“‘My Father, if it is possible, may this cup be taken from me. Yet not as I will, but as you will.’” (Matthew 26:39).
My second son does not like to go to school. He does not really hate school once he gets there, but he really really dislikes the idea of school.
And this means that every single school-day morning, that child wakes up, gets out of bed and spends a little bit of time really hating school.
And that means that he sort of dreads school every morning.
And I have been thinking about that myself, because I do not much like waking up on a Monday morning to go to work. So I understand what it is like – in a way – to not want to do the things that need to be done in a day. I can also understand what it is like to be able to manage them quite well once I am in the experience itself. After all, despite struggling a little on a Monday morning, I am still able to function and work and get the things done that need to be done each day and week.
And I have been reflecting on that as I have been reflecting on the words of my Beloved in the Graden of Gethsemane on the eve before He died… “Going a little farther, He fell with His face to the ground and prayed, ‘My Father, if it is possible, may this cup be taken from me. Yet not as I will, but as you will.’” (Matthew 26:39).
And it occurs to me that all of these little things that I do are just a replica of that.
It is true that I am not going through the Passion and Death of My Lord, but what is equally true is that if I use the little trials that are sent to me, I can practice that walk to Calvary in very small things. And perhaps, when He was walking on that day twenty centuries ago, Christ Himself thought of me and my little practice and the thought of that gave Him some microscopic crumb of comfort?
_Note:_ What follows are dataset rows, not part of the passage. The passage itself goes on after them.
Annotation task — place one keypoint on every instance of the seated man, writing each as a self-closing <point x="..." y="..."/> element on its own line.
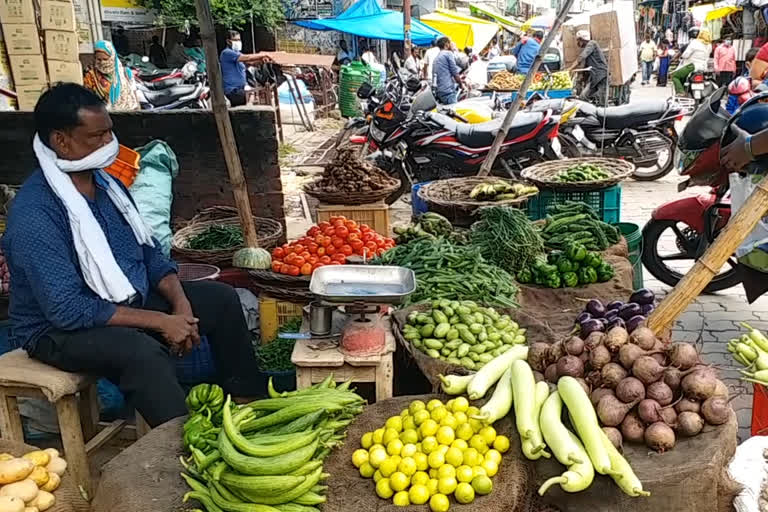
<point x="91" y="291"/>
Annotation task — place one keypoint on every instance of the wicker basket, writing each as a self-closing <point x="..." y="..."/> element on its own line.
<point x="343" y="197"/>
<point x="268" y="231"/>
<point x="450" y="198"/>
<point x="545" y="174"/>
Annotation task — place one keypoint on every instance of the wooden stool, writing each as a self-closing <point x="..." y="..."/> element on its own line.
<point x="77" y="405"/>
<point x="313" y="366"/>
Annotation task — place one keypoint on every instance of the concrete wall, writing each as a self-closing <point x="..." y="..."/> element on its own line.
<point x="203" y="180"/>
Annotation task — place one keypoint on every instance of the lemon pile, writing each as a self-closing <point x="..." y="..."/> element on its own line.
<point x="430" y="452"/>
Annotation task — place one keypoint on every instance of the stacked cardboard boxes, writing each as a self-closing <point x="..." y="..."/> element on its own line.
<point x="40" y="54"/>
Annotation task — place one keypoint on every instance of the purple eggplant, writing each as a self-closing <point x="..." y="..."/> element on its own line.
<point x="635" y="322"/>
<point x="629" y="310"/>
<point x="595" y="308"/>
<point x="642" y="296"/>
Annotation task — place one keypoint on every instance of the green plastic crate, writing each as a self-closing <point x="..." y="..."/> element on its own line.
<point x="606" y="202"/>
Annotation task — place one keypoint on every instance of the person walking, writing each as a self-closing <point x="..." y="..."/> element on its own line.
<point x="647" y="58"/>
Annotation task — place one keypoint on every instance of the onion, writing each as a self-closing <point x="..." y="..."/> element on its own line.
<point x="660" y="437"/>
<point x="629" y="390"/>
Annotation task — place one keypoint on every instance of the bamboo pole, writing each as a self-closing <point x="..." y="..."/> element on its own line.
<point x="485" y="169"/>
<point x="689" y="287"/>
<point x="224" y="125"/>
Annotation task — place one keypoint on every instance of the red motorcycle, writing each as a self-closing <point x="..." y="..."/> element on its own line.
<point x="681" y="230"/>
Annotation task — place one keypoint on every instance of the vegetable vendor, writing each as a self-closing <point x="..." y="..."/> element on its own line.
<point x="91" y="289"/>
And I have been thinking about this as I have been thinking about my son and his rejection of school. For this experience of school is for my little boy a small way that he can practice the sacrifice required of Calvary. And to attain Heaven, we will all need to walk through Calvary. So, either we will learn to walk through Calvary with these little things or we will not be prepared to walk through that road when the big trials come.
And perhaps that is the whole reason why my son does not want to go to school and why I find Monday mornings so very difficult/ Perhaps that is a little Grace from God so that when the big things come, we will have built up a bit of a stockpile of Grace to help us along the way…
For with prayer, I stand on Holy Ground where everything is clear. Here. At the Foot of the Cross.